A participação popular direta

Que tal mudar o foco das próximas eleições para repensar algo que já se encontra em nosso alcance? 

Nestes tempos de acirrado embate político pelas eleições estaduais e nacionais, o radicalismo impera e dificulta o diálogo. Assim é que a visão ideológica faz enxergar apenas defeitos nas obras e posicionamentos dos adversários políticos, atribuindo-se a si, normalmente, o monopólio de todas as virtudes; seja do lado progressista, com alinhamentos automáticos às lideranças da esquerda, seja do lado conservador, com suas pautas e agendas evocando os costumes e afins. Nessa colocação “estanque”, o eleitor fica mais confuso do que esclarecido. 

O que se presencia na sociedade se reflete no seio da Igreja. Muitos fiéis entendem que a religião não deveria se intrometer nos assuntos políticos, pois estes devem ser resolvidos em foros próprios distantes dos púlpitos e altares. 

O Magistério da Igreja tem se posicionado sempre a favor da Política, considerando-a como “uma das mais altas expressões da caridade cristã”. Conceito expresso por Pio XI, retomado por Paulo VI e, recentemente, pelo Papa Francisco (Fratelli tutti, FT, 180). 

A Igreja tem a Política como busca permanente do bem comum. O Catecismo esclarece (CIC 1924) o bem comum abrange “o conjunto das condições sociais que permitem aos grupos e às pessoas atingir a sua perfeição, do modo mais pleno e fácil”. A exortação Christifidelis laici afirma que, mesmo com a ‘‘opinião muito difusa de que a política é um lugar de necessário perigo moral, não justificam minimamente nem o ceticismo nem o absenteísmo (ausência) dos cristãos pela coisa pública” (CL, 42). 
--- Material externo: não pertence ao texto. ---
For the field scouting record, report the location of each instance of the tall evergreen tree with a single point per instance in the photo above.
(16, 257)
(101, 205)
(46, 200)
O Compêndio da Doutrina Social da Igreja (CDSI 189ss) lembra que a participação é considerada um elemento fundamental para a construção do bem comum. Mesmo sem essa orientação, o bom senso e a lógica indicam a necessidade da participação política – conscientização e voto, como exercício indispensável da cidadania. 

Destacamos propositadamente o direito fundamental de participação popular direta (PPD), eis que a forma indireta exercida pelo voto é bem conhecida e evocada em toda a propaganda político-eleitoreira. 

A participação popular direta é direito constitucional. Existem, conforme o Art. 14 da Constituição federal (CF/88), o plebiscito (convocado antes da criação de um ato legislativo), o referendo (convocado posteriormente ao ato) e iniciativa popular. Para um “projeto de lei de iniciativa popular” tramitar na Câmara dos Deputados, deve ser “subscrito por, no mínimo, 1% do eleitorado nacional, distribuído pelo menos por cinco Estados, com não menos de três décimos por cento dos eleitores de cada um deles” (CF/88, Art. 61 § 2o). A “iniciativa popular” é pouco divulgada, apesar de termos muitas organizações, associações, sindicatos, profissões religiosas e outros segmentos da sociedade civil com enorme capilaridade, nos vários estados da Federação, que poderiam facilitar a coleta de assinaturas. O processo poderia, inclusive, se tornar mais ágil, utilizando-se da tecnologia da informação tão presente em nossa vida.

É certo que se debruçássemos todos sobre uma proposta, numa plena comunhão, elaboraríamos um dispositivo legal, capaz de promover uma mudança social no sentido de fazer prevalecer os reais interesses do bem comum. 

Pensemos comunitariamente sobre essa participação: quem sabe, possamos evitar a enorme dependência dos agentes políticos.